Top-Standorte im Überblick

Wir haben 31 Jurisdiktionen analysiert. In der Praxis dominieren vier Standorte die meisten Beratungen: Dubai (UAE), Zypern, Malta und Georgien. Jeweils mit sehr unterschiedlichen Profilen, was Steuern, Substanz-Anforderungen, Banking und laufende Kosten angeht.

Der Ablauf einer Gründung

  • Analyse & Strategie: Geschäftsmodell, Heimatland, Ziele
  • Strukturwahl: Land, Rechtsform, Holding ja/nein
  • Dokumente & KYC: Pässe, Adressnachweise, Quellennachweise
  • Registrierung: Notar, Handelsregister, Lizenzen
  • Steuer & VAT: lokale Registrierung, Buchhaltung, ggf. EORI
  • Bankkonto: lokale Bank oder EMI (Wise, Revolut Business, etc.)

Kostenrahmen

Setup-Kosten reichen von ca. 800 EUR (Georgien) bis 8.000 EUR+ (Dubai Free Zone mit Visa). Hinzu kommen laufende Kosten für Buchhaltung, Audit, Substanz und Banking.

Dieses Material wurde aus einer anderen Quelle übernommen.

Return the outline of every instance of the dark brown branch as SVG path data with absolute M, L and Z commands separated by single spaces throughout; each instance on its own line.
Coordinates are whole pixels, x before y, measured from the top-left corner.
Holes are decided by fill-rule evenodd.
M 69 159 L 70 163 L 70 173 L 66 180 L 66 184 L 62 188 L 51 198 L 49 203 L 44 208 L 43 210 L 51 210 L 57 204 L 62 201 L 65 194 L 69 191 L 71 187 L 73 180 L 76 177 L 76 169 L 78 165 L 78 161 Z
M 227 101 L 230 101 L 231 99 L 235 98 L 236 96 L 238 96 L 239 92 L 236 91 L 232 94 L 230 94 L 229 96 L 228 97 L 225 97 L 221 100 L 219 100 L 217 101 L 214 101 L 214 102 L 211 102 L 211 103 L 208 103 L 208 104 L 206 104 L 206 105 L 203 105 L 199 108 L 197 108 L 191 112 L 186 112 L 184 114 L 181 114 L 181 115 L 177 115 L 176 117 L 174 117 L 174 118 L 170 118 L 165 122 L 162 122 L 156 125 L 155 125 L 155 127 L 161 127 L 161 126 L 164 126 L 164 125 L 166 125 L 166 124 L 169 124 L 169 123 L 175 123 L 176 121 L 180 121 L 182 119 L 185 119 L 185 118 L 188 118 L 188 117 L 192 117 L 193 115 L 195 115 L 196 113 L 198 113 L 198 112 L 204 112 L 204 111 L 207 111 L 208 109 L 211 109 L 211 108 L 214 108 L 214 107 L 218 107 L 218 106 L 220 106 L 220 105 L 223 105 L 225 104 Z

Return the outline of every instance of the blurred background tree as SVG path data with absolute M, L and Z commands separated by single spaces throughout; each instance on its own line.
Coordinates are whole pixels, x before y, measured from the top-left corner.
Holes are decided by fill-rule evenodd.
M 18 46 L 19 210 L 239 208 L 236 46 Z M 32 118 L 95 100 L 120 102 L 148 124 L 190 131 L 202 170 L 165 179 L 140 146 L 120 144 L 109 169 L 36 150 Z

Eine ehrliche Kostenübersicht je Land findest du auf den jeweiligen Länderseiten.

Die 5 häufigsten Fehler

  • Auslandsfirma gegründet, aber Wohnsitz in DE belassen – ohne sauberen AStG-Check
  • Keine Substanz: Briefkasten statt echtem Office, kein lokaler Director
  • Bankkonto erst nach Gründung gedacht – Setup steht monatelang still
  • Kein laufender Steuerberater im Zielland – Compliance verpufft
  • Falsche Rechtsform für das Geschäftsmodell (z. B. LLC statt LTD)

Keine Steuerberatung

Dieser Beitrag ersetzt keine individuelle Steuerberatung. Wir arbeiten mit lizenzierten Steuerberatern und Anwälten im jeweiligen Zielland zusammen.